ササヤカお神が手を抜いたのかも知れない。



「ベルンは遠いの?」

「塔が見えているだろ、すぐそこだ。」

塔は結構遠い気がするんだけど。

ひたすら歩く。

バンさん達は結構歩くのが早いけど、問題無く付いて行ける。

ササヤカお神に貰ったこの体は、小さいけれど身体能力がかなり高いらしい。

「とりあえず身元が判るまでベルンの冒険者ギルドで働くのはどうだ?」

ベルンに向かって速足で歩きながら、バンさんが話し掛けて来た。

「働けるの?」

「正式な冒険者登録は12歳からだが、ベルンでは10歳から見習い冒険者として働ける。回復師ならギルドも大喜びする筈だ。

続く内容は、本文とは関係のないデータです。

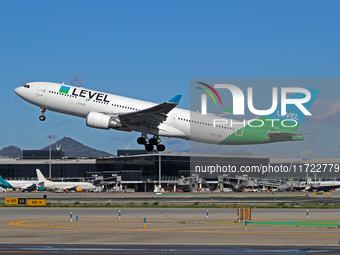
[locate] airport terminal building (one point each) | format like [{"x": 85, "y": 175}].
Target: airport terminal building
[{"x": 140, "y": 171}]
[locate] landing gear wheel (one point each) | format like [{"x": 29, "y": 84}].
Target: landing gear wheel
[
  {"x": 141, "y": 140},
  {"x": 160, "y": 147},
  {"x": 153, "y": 141},
  {"x": 149, "y": 147}
]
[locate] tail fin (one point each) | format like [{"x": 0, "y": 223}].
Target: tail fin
[{"x": 41, "y": 177}]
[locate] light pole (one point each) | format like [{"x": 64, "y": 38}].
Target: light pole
[
  {"x": 50, "y": 137},
  {"x": 307, "y": 136},
  {"x": 159, "y": 172}
]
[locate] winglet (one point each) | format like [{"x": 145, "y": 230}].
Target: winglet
[
  {"x": 175, "y": 99},
  {"x": 41, "y": 177}
]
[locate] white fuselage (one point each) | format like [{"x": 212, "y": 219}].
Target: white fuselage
[{"x": 180, "y": 123}]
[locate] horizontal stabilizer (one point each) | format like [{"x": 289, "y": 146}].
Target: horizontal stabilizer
[
  {"x": 175, "y": 99},
  {"x": 277, "y": 136}
]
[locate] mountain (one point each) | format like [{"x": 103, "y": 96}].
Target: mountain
[{"x": 73, "y": 148}]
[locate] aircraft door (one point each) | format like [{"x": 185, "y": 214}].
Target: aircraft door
[{"x": 41, "y": 90}]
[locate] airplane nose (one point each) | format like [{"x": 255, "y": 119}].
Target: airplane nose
[{"x": 17, "y": 91}]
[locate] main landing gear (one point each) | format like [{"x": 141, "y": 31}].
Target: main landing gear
[
  {"x": 42, "y": 117},
  {"x": 150, "y": 143}
]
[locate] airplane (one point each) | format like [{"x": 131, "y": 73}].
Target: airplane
[
  {"x": 77, "y": 186},
  {"x": 108, "y": 111},
  {"x": 320, "y": 185},
  {"x": 23, "y": 185}
]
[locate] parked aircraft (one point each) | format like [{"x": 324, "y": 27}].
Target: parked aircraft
[
  {"x": 109, "y": 111},
  {"x": 321, "y": 185},
  {"x": 52, "y": 185},
  {"x": 22, "y": 185}
]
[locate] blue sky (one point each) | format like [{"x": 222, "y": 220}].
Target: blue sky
[{"x": 150, "y": 49}]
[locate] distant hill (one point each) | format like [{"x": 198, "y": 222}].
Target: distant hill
[{"x": 73, "y": 148}]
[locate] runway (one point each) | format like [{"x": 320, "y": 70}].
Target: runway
[
  {"x": 182, "y": 198},
  {"x": 101, "y": 226}
]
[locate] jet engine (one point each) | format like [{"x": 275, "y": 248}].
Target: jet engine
[{"x": 101, "y": 121}]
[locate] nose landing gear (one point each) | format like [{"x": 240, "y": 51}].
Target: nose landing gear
[
  {"x": 42, "y": 117},
  {"x": 150, "y": 143}
]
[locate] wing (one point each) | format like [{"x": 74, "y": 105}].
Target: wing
[
  {"x": 277, "y": 136},
  {"x": 152, "y": 116}
]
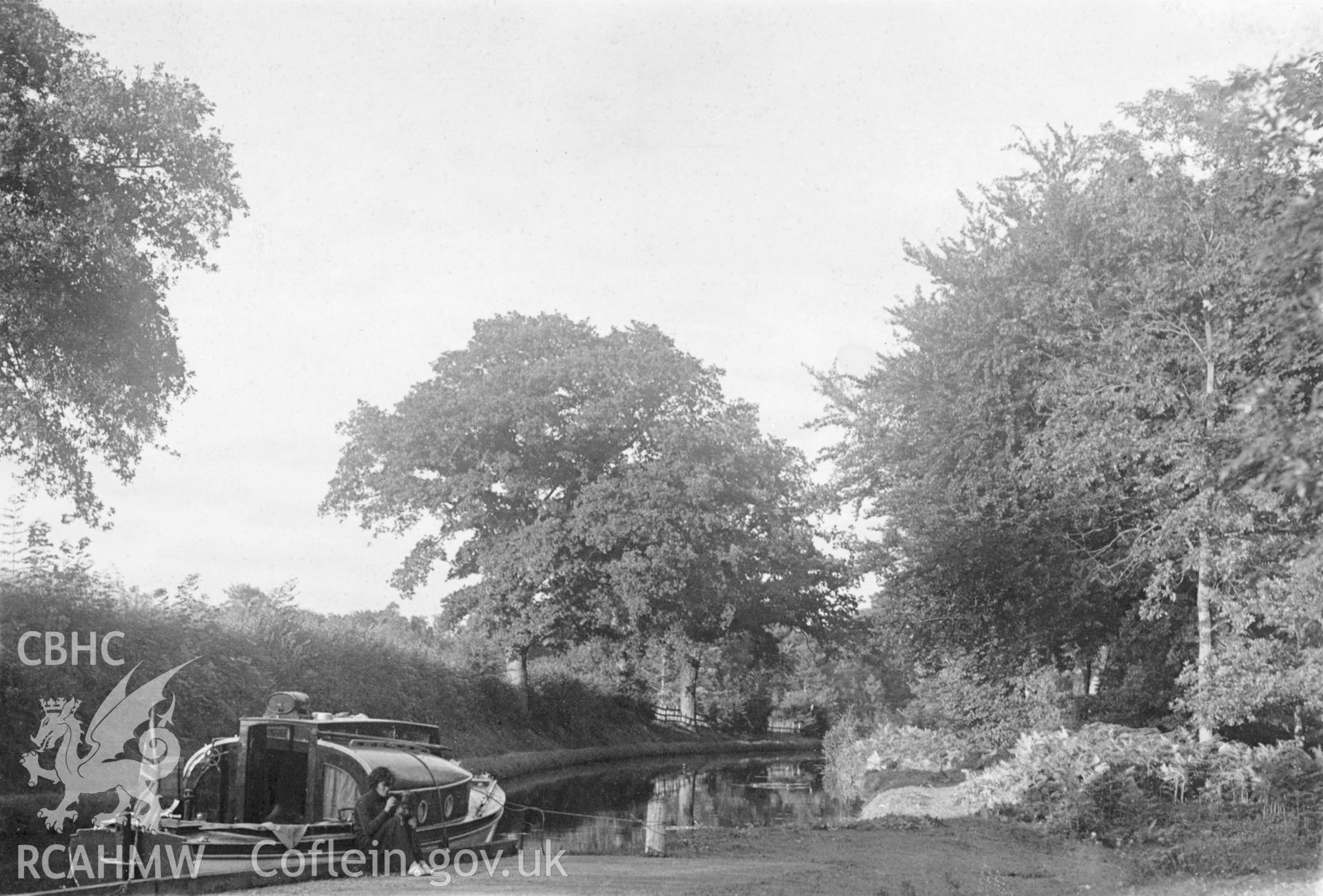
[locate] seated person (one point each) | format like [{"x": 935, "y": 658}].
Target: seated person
[{"x": 380, "y": 828}]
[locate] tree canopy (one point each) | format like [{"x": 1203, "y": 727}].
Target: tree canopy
[
  {"x": 109, "y": 187},
  {"x": 1054, "y": 451}
]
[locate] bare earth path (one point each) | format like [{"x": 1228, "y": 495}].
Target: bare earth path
[{"x": 893, "y": 858}]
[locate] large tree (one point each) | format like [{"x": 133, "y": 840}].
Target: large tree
[
  {"x": 708, "y": 538},
  {"x": 109, "y": 185},
  {"x": 584, "y": 486}
]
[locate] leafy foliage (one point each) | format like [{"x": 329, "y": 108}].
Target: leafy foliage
[
  {"x": 1051, "y": 455},
  {"x": 589, "y": 486}
]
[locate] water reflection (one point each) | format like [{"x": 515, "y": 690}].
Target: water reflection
[{"x": 630, "y": 808}]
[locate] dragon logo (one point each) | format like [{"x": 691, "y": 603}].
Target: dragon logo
[{"x": 96, "y": 763}]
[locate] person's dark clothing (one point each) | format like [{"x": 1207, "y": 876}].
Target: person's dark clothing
[{"x": 376, "y": 831}]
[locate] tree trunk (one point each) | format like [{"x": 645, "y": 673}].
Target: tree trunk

」

「そうなの?」

「怪我をした時は、ポーションを使うか神殿に行って回復魔法を掛けて貰うけどどちらも凄く高い。稼ぎの少ない低ランク冒険者は家で養生するか、時々ギルドに来る流れの回復師か薬の知識がある職員に治して貰うんだ。回復師がギルドに常駐してくれればみんなが喜ぶぞ。」

「そうなんだ。」

「勿論いつでも辞められるし、本当に僅かだけど給金も出る。泊る所も食事もギルドが用意してくれるぞ。」

「だったらそうする。」

泊る所と食事があるのは有り難い。

右も左も判らないので、バンさんの言葉に従うことにした。



「あれがベルンの街よ。」

夕方まで歩いて、漸くベルンの街が見える丘に着いた。

見渡す限りの高い塀に囲まれた大きな街。

2つの塔が街の真ん中辺に立っている。

塔の向こうは緩やかな丘になっているらしく、大きな建物が幾つも見えている。

「あの塔は何?」

「ベルン大神殿の塔だ。昔はみんなお祈りに行ってたけど、大神官が代わってからは礼拝料を取る様になったし、神官の治癒料も上がったから最近は行く人が減っているな。」

お約束の悪徳宗教団体?

うん、関わらないようにしよう。

「急がないと大門が閉まっちゃうわよ。」

ブンさんに急かされ、俺達は大門へと急いだ。

異世界のすぐそこは速足で3時間掛かる所だった。